Think Twice: A Human-like Two-stage Conversational Agent for Emotional Response Generation

Yushan Qian,Bo Wang,Shangzhao Ma,Wu Bin,Shuo Zhang,Dongming Zhao,Kun Huang,Yuexian Hou
2024-10-01
Abstract:Towards human-like dialogue systems, current emotional dialogue approaches jointly model emotion and semantics with a unified neural network. This strategy tends to generate safe responses due to the mutual restriction between emotion and semantics, and requires rare emotion-annotated large-scale dialogue corpus. Inspired by the "think twice" behavior in human dialogue, we propose a two-stage conversational agent for the generation of emotional dialogue. Firstly, a dialogue model trained without the emotion-annotated dialogue corpus generates a prototype response that meets the contextual semantics. Secondly, the first-stage prototype is modified by a controllable emotion refiner with the empathy hypothesis. Experimental results on the DailyDialog and EmpatheticDialogues datasets demonstrate that the proposed conversational outperforms the comparison models in emotion generation and maintains the semantic performance in automatic and human evaluations.
Computation and Language,Human-Computer Interaction
What problem does this paper attempt to address?

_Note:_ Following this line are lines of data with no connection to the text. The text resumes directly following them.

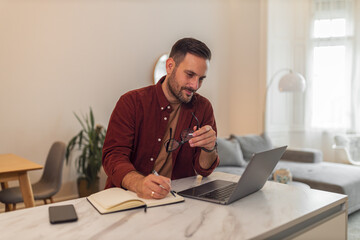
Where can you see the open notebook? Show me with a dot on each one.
(117, 199)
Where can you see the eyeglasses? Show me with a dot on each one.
(172, 144)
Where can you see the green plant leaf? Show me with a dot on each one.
(89, 141)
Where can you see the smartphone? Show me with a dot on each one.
(62, 214)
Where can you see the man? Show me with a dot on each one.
(167, 128)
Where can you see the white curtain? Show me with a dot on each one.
(356, 73)
(331, 66)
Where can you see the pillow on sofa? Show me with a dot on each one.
(251, 144)
(230, 153)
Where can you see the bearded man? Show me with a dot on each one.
(165, 128)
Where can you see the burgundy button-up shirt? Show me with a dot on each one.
(136, 128)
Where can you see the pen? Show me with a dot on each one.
(156, 174)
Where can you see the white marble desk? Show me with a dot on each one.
(277, 211)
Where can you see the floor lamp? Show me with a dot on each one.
(290, 81)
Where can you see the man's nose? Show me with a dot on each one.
(194, 83)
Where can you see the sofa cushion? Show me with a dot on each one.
(230, 153)
(251, 144)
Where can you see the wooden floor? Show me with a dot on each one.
(37, 203)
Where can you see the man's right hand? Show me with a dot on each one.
(151, 186)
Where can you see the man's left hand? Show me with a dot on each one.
(204, 137)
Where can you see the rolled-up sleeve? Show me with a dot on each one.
(118, 143)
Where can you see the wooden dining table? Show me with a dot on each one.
(15, 168)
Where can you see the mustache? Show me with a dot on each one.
(189, 89)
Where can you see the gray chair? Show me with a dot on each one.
(47, 186)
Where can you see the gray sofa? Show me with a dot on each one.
(306, 165)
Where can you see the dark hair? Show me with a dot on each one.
(189, 45)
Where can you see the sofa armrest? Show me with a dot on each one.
(305, 155)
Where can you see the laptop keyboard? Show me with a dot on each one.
(220, 193)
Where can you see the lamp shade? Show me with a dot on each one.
(292, 82)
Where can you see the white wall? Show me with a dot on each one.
(62, 56)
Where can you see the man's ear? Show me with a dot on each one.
(170, 65)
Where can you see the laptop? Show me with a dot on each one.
(252, 180)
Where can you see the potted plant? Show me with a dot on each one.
(90, 141)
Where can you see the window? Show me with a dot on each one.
(331, 64)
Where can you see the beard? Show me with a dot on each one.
(177, 91)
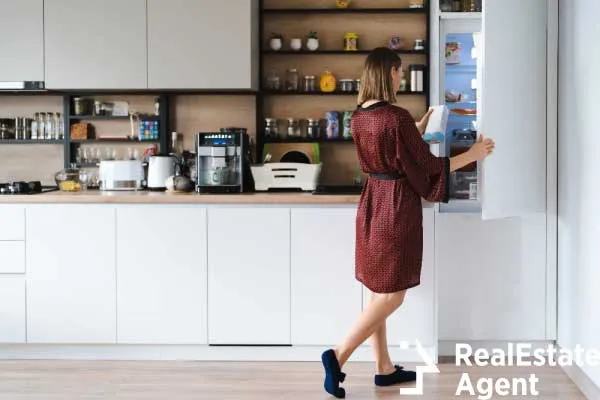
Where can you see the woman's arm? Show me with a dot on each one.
(480, 150)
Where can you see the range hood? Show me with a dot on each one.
(22, 85)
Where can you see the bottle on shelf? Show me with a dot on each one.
(34, 126)
(49, 126)
(41, 131)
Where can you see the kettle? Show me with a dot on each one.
(160, 168)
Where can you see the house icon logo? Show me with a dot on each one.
(428, 368)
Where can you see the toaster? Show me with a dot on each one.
(121, 175)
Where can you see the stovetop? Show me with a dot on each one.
(25, 188)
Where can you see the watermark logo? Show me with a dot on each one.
(428, 368)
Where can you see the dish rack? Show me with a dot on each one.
(292, 176)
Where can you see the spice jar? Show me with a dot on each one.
(309, 84)
(351, 41)
(273, 81)
(293, 128)
(313, 128)
(271, 128)
(292, 80)
(347, 85)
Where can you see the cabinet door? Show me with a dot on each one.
(326, 298)
(415, 319)
(161, 271)
(249, 276)
(12, 309)
(513, 106)
(95, 44)
(202, 44)
(492, 278)
(22, 43)
(71, 285)
(12, 222)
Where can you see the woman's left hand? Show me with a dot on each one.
(422, 124)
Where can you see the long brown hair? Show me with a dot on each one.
(376, 81)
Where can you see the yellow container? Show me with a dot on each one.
(351, 41)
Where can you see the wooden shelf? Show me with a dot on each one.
(335, 52)
(345, 11)
(30, 141)
(111, 117)
(308, 140)
(114, 140)
(336, 93)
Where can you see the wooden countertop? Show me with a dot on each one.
(143, 197)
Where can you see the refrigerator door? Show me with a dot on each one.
(513, 87)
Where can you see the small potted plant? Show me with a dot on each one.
(276, 41)
(312, 43)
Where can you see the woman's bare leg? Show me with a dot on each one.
(383, 361)
(372, 318)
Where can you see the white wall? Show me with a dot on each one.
(579, 180)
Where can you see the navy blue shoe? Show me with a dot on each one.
(333, 375)
(398, 376)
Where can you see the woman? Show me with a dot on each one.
(389, 233)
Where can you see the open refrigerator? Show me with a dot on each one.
(460, 68)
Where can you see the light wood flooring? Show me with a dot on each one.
(54, 380)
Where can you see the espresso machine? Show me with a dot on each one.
(223, 161)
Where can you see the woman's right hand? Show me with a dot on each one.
(482, 148)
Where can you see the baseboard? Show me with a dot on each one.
(192, 353)
(589, 389)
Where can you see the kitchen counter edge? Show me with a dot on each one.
(144, 197)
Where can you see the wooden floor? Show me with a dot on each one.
(222, 381)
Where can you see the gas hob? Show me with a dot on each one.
(25, 188)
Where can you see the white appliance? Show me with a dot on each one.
(286, 176)
(160, 168)
(121, 175)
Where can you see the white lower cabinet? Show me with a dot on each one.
(12, 309)
(326, 298)
(249, 275)
(161, 275)
(415, 319)
(492, 278)
(71, 280)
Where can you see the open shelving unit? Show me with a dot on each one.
(281, 105)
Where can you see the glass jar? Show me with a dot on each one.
(292, 80)
(351, 41)
(347, 85)
(293, 128)
(68, 180)
(470, 6)
(273, 82)
(309, 84)
(313, 128)
(271, 128)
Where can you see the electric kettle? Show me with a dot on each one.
(160, 168)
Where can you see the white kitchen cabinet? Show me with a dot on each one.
(96, 44)
(415, 319)
(249, 275)
(71, 280)
(492, 278)
(12, 256)
(326, 298)
(161, 275)
(22, 40)
(12, 309)
(202, 44)
(12, 222)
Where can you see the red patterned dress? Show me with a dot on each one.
(389, 223)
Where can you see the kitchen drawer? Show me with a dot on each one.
(12, 223)
(12, 257)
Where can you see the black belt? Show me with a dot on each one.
(392, 176)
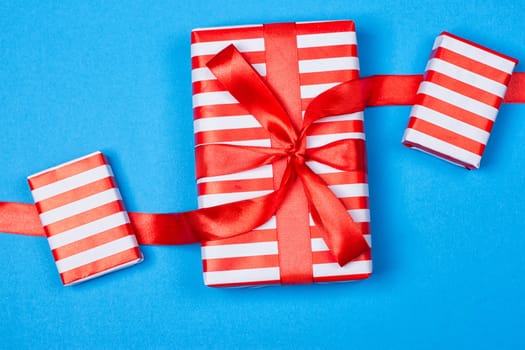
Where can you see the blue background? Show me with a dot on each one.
(110, 76)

The paper attempts to address the problem of how to generate high-quality dialogue responses that are both contextually appropriate and express suitable emotions in open-domain dialogue generation tasks. Current emotional dialogue systems typically use a unified neural network model to jointly model emotions and semantics. While this approach can generate relatively safe responses, it faces the following challenges: 1. **Emotional signals are weakened in the complex learning process**: In deep neural networks, the input emotional signals often gradually weaken during the complex training process. 2. **Emotion-enhancing design limits semantic performance**: In joint generation models, designs aimed at enhancing emotions often limit the semantic performance of the generated responses, resulting in overly conservative responses. 3. **Large-scale emotionally annotated dialogue datasets are scarce**: Large-scale emotionally annotated dialogue datasets for joint training of semantics and emotions are very scarce. To address the above challenges, the paper proposes a two-stage conversational agent model, aiming to generate emotional dialogues by imitating the "rethinking" strategy in human intelligent dialogue behavior. Specifically, the model is divided into two stages: 1. **Prototype response generation**: First, a pre-trained dialogue model is used to generate a prototype response that conforms to the contextual semantics. This stage does not require emotionally annotated data. 2. **Controllable emotional refinement**: Then, a controllable emotional refinement module is used to modify the prototype response to ensure that the final response is both contextually appropriate and expresses the suitable emotion. This stage includes two sub-modules: - **Rewrite module**: Adjusts the emotional attributes of the response by replacing original emotional words or phrases. - **Add module**: Adjusts the emotional type of the response by adding additional sentences. Experimental results show that the two-stage conversational agent model outperforms existing comparison models in both emotional generation and semantic performance on the DailyDialog and EmpatheticDialogues datasets.